Monday, October 08, 2007

Last Contact: 1900

Last Contact: 1900

The world changed in 1900, which isn't anything special. History, I heard once (in one of those pop culture moments of accidental wisdom), is replete with turning points, changing more here, less there, now for the better and there, often enough, for the worse. Even if civilizations seem to grow through periods of relative stasis and rapid change rather than gradually, every moment is still in flux, every tradition is already dying by the time it's recognized. Nostalgia, by definition, is clutching at the customs that the times have outgrown, grabbing at some imagined better past, dully remembered from childhood. The habits of our grandparents are changed even in our desperate attempt to preserve them.

For all that, it's comfortable for me to pin 1900 from my own point in history as a transformative moment. On one side of the century, I see all the strong associations with my modern life--automobiles, electronics, and global war--while on the other side there is another world, teeming with subsistence farmers, tuberculosis, and verbose novelists. One thing that intrigues me is the role of technology in that cultural shift, how much of those beloved traditions were based on the constraints of the times? How many of them were lost only because the alternatives were easier? (Pretty much all of them, I think.)

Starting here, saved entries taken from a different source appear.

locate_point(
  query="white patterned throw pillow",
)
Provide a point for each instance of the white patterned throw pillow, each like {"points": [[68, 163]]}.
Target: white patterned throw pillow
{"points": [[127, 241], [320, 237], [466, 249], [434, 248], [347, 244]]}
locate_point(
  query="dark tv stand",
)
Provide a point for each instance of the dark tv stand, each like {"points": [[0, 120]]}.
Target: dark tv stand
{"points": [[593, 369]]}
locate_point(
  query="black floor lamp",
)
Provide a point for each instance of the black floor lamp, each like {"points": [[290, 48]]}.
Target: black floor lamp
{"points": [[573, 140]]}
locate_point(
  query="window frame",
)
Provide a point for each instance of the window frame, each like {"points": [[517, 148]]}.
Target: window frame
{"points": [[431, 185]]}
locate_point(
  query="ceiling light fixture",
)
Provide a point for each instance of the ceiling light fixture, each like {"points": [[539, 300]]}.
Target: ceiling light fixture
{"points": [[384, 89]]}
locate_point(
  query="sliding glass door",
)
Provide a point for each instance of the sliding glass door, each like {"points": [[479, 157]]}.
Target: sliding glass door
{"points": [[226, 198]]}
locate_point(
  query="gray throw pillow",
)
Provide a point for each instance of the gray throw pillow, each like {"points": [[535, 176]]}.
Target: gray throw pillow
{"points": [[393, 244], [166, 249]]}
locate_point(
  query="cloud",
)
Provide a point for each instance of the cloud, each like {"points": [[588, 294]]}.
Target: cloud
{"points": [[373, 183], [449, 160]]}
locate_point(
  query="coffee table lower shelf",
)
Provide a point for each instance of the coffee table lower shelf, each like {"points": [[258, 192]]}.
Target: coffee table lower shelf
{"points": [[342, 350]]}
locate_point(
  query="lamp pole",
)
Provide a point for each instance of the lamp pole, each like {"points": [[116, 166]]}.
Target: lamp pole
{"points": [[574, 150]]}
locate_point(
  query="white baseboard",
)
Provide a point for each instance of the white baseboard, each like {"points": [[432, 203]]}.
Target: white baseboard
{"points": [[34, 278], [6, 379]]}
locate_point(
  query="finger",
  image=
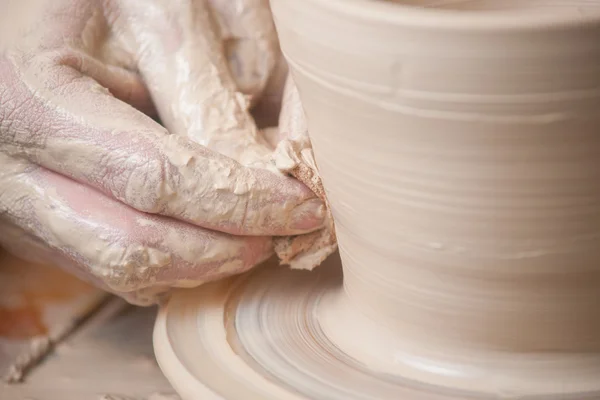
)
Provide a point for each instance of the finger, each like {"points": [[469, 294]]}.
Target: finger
{"points": [[250, 42], [182, 61], [267, 109], [71, 125], [110, 242]]}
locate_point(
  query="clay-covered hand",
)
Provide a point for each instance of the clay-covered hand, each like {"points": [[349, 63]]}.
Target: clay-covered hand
{"points": [[90, 182]]}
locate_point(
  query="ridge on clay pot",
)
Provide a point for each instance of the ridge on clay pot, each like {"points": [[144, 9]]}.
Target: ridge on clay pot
{"points": [[460, 153], [458, 143]]}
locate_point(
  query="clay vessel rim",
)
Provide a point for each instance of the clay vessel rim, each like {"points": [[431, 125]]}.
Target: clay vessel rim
{"points": [[381, 11]]}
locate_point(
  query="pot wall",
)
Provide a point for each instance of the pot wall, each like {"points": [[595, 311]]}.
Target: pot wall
{"points": [[461, 158]]}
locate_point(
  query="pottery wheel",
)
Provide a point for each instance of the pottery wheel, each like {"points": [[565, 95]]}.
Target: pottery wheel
{"points": [[264, 336]]}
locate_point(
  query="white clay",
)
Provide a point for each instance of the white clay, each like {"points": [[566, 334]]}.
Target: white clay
{"points": [[459, 149]]}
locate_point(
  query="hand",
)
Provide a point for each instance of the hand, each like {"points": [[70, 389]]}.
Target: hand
{"points": [[90, 182]]}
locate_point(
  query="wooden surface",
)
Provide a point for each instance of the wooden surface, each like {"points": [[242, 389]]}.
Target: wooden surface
{"points": [[109, 356]]}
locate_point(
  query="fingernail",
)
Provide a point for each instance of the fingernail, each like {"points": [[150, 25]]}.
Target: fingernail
{"points": [[308, 216]]}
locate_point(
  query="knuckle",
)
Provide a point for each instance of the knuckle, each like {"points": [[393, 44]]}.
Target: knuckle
{"points": [[127, 267]]}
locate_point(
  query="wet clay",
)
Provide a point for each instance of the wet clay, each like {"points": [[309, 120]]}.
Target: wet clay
{"points": [[458, 148]]}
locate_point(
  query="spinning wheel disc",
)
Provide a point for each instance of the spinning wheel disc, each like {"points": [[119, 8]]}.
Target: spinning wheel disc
{"points": [[263, 336]]}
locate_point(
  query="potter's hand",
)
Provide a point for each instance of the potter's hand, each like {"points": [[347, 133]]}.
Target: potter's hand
{"points": [[90, 183]]}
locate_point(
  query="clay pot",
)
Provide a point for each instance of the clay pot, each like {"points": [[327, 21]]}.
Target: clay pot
{"points": [[460, 153]]}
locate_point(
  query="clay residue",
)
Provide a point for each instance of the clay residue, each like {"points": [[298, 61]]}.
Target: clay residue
{"points": [[294, 156]]}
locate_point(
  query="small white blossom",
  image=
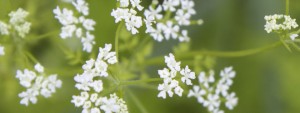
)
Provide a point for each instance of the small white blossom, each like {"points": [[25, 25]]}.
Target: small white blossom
{"points": [[227, 74], [79, 27], [198, 93], [37, 84], [212, 102], [187, 75], [81, 6], [205, 80], [273, 25], [2, 52]]}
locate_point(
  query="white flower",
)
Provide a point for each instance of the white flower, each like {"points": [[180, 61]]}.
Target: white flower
{"points": [[39, 68], [124, 3], [227, 74], [153, 13], [81, 6], [98, 85], [2, 52], [95, 110], [212, 102], [231, 101], [17, 17], [136, 3], [88, 24], [170, 5], [182, 17], [88, 42], [205, 80], [78, 100], [184, 36], [187, 75], [26, 78], [171, 31], [293, 36], [222, 88], [28, 96], [4, 28], [178, 90], [198, 93], [273, 25], [133, 23], [188, 5]]}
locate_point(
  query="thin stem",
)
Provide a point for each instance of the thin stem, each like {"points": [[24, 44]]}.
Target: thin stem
{"points": [[135, 82], [287, 7], [137, 102], [243, 53], [117, 39], [47, 34], [31, 57]]}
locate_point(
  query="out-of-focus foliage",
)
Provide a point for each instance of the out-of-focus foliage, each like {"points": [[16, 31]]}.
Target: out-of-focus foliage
{"points": [[266, 83]]}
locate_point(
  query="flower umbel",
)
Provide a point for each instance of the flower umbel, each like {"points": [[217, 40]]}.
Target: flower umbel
{"points": [[37, 84]]}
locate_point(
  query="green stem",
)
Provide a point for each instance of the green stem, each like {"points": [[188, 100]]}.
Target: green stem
{"points": [[48, 34], [135, 82], [243, 53], [117, 39], [287, 7], [137, 102]]}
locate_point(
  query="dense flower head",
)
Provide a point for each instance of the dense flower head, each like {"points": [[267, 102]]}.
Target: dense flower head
{"points": [[164, 21], [37, 83], [170, 84], [128, 12], [91, 85], [17, 22], [79, 27], [273, 23], [210, 91]]}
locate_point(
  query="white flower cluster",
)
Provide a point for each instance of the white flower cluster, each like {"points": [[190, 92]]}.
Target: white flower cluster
{"points": [[169, 74], [17, 22], [79, 27], [2, 52], [177, 13], [272, 23], [36, 83], [90, 81], [127, 12], [210, 93]]}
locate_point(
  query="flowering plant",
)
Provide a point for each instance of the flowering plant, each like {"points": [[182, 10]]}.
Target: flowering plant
{"points": [[153, 56]]}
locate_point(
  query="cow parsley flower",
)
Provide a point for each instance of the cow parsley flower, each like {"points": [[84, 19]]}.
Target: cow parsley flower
{"points": [[164, 21], [2, 52], [170, 84], [210, 91], [37, 84], [128, 13], [79, 27], [90, 84], [293, 36], [273, 23]]}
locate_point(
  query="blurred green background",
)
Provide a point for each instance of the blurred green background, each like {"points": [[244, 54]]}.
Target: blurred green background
{"points": [[267, 82]]}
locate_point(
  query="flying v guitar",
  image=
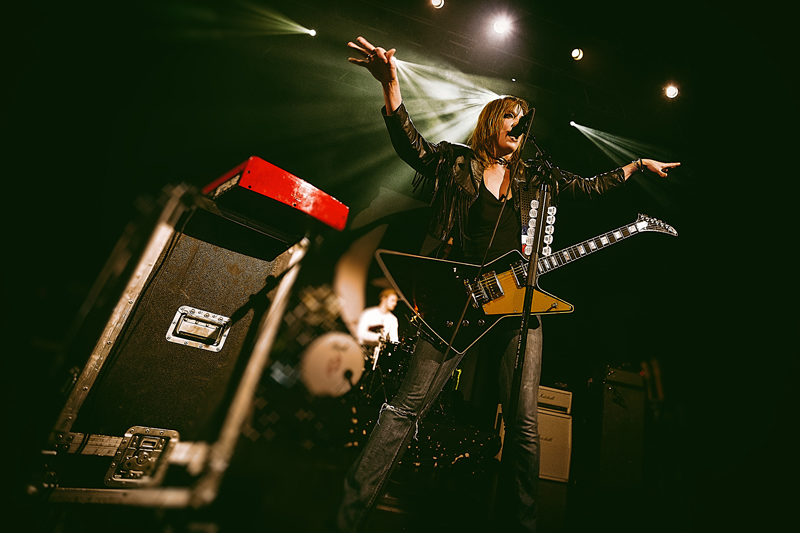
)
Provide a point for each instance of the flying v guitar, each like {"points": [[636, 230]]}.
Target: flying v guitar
{"points": [[435, 288]]}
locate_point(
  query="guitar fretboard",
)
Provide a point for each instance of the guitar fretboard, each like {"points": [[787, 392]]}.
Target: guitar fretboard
{"points": [[567, 255]]}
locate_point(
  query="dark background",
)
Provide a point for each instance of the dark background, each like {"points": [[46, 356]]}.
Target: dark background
{"points": [[106, 103]]}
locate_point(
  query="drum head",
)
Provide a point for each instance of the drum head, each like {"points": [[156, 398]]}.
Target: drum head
{"points": [[331, 364]]}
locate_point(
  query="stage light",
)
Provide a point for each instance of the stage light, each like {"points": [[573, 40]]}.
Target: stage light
{"points": [[619, 149], [671, 91], [502, 25]]}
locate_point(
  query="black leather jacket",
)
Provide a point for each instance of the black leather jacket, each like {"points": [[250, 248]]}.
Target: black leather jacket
{"points": [[456, 176]]}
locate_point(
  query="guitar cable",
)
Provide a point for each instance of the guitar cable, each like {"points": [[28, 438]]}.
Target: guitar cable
{"points": [[428, 400]]}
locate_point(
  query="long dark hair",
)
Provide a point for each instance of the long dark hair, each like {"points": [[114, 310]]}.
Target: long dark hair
{"points": [[491, 118]]}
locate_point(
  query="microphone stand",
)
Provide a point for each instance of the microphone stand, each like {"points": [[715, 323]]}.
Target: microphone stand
{"points": [[543, 197]]}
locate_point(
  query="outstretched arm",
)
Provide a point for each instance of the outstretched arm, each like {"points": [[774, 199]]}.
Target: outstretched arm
{"points": [[383, 67]]}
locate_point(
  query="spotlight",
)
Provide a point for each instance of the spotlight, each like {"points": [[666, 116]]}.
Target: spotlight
{"points": [[502, 25], [671, 91]]}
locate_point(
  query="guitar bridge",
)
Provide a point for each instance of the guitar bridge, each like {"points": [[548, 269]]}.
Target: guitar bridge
{"points": [[477, 298], [490, 286]]}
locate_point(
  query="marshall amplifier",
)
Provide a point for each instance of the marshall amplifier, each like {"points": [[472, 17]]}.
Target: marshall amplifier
{"points": [[555, 433]]}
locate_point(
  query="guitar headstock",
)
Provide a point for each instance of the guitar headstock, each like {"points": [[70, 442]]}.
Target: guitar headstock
{"points": [[646, 223]]}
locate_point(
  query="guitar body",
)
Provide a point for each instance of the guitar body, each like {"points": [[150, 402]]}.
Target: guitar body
{"points": [[435, 290]]}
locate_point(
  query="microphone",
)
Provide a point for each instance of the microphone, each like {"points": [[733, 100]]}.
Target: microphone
{"points": [[523, 124]]}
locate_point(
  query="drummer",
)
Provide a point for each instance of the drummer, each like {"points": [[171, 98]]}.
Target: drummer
{"points": [[378, 325]]}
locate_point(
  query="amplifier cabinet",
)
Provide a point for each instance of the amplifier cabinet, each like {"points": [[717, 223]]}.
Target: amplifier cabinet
{"points": [[155, 414], [555, 443]]}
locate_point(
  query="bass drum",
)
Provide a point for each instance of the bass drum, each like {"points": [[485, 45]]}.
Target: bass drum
{"points": [[331, 364]]}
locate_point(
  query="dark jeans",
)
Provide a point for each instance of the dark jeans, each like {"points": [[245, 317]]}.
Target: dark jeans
{"points": [[397, 424]]}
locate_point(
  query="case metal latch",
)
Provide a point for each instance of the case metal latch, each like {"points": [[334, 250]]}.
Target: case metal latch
{"points": [[141, 459], [199, 329]]}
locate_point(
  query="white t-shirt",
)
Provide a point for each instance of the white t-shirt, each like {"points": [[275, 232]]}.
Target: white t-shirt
{"points": [[372, 317]]}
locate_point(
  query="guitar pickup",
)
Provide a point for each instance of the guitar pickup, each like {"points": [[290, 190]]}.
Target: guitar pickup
{"points": [[490, 285], [477, 299]]}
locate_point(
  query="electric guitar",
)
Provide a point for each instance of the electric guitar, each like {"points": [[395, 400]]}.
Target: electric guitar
{"points": [[435, 289]]}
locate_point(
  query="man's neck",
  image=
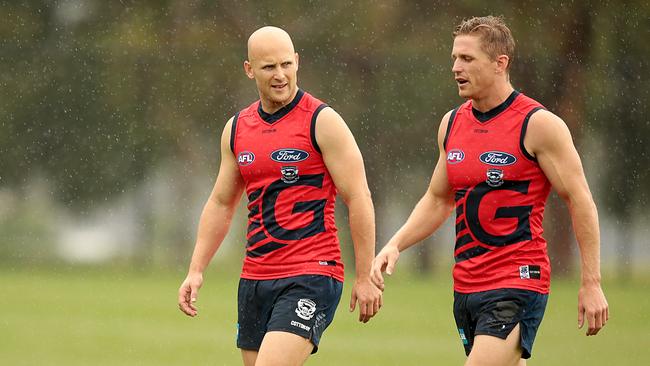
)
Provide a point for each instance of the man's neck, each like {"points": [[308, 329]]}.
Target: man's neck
{"points": [[493, 98]]}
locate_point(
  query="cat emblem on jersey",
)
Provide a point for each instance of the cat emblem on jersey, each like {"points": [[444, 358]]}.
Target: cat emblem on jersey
{"points": [[494, 177], [289, 174]]}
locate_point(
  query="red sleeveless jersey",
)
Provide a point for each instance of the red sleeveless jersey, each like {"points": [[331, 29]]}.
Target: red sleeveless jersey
{"points": [[291, 195], [500, 193]]}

Reading some of Chekhov's short stories this past week (that'd be Anton, not, um, Pavel), I found myself puzzling about the Russian economy. It's one that enabled sloth, drunkenness and other gluttonies, which would seem, at a glance, to be unsopported by an unforgiving climate and a large dependent population. But there was a lot of real estate, for one thing, and the backs of innumerable serfs (even if they were liberated years before Chekhov's time) for another. One gets the feeling that life was cheap in Russia. The industrial revolution made it better for the peasant class, offering factory work as a slight elevation from abject poverty, still at a station well below the professionals, and distant as ever from the landowners. Chekhov painted many vignettes of the tension between the new technology and the old traditions. His rich decorated their estates with baubles: a concertina, a telephone, electric lights. Telegraph lines buzz through his pastoral landscapes, and rail touches the provinces to the heart of Moscow. The flicker of progress in his Russia is inevitable, irrepressible, changing everything and yet changing nothing. It makes lives better, but fails to cure society's ills--people are still people after all, and progress is much too slow for that, and too ingrained in the present. Is it any wonder that the Russians revolted? Freedom from bondage, economic growth, and the lives of 98% of them still managed to be total shit.

First contact stories tend to be bad (with exceptions), because of the focus, the icky exceptionalism, the false promises. The unquestioning love of progress is about as tedious as being stuck in the past. The better versions of this tale, and I'll call them "last contact" stories for want of a better distinction, carry a more complete sense of what's lost, what's gained, and how the transition comes both from the past and from the alien ideas. Geoff Ryman, one of the better authors you've never read, grabbed it in 2004. He opens his novel Air with "Mae lived in the last village in the world to go online. After that, everyone else went on air." It seems odd to have life in the 1900 Moscow 'burbs to resonate so strongly with the science fictional central Asia of the 21st century, but it positively hummed. Ryman takes the future and the past with equal love and with equal reprobation and, like Chekhov, focuses narrowly on the characters living in their context. It's a sign of honest writing, good perceptions, and a sense of subtlety. More of an observer, Chekhov wasn't given to the same sort of moralizing harangues of the earlier 19th century Russian novelists. Still, he had his moments. Near the turn of the century, here's a quote from A Doctor's Visit (1898):

"Looking at the factory buildings and the barracks, where the workpeople were asleep, he thought again what he always thought when he saw a factory. They may have performances for the workpeople, magic lanterns, factory doctors, and improvemens of all sorts, but, all the same, the workpeople he had met that day on his way from the station did not look in any way different from those he had known long ago in his childhood, before there were factory performances and improvements....[He] looked upon factories as something baffling, the cause of which was obscure and not removable, and all the improvements in the life of the factory hands he looked upon not as superfluous, but as comparable with the treatment of incurable illnesses."

Progress comes, and it changes everything. But as brilliantly as we may advance, and as much as I enjoy tapping away at my magic lantern here, the drama still repeats itself, and the end is always the same.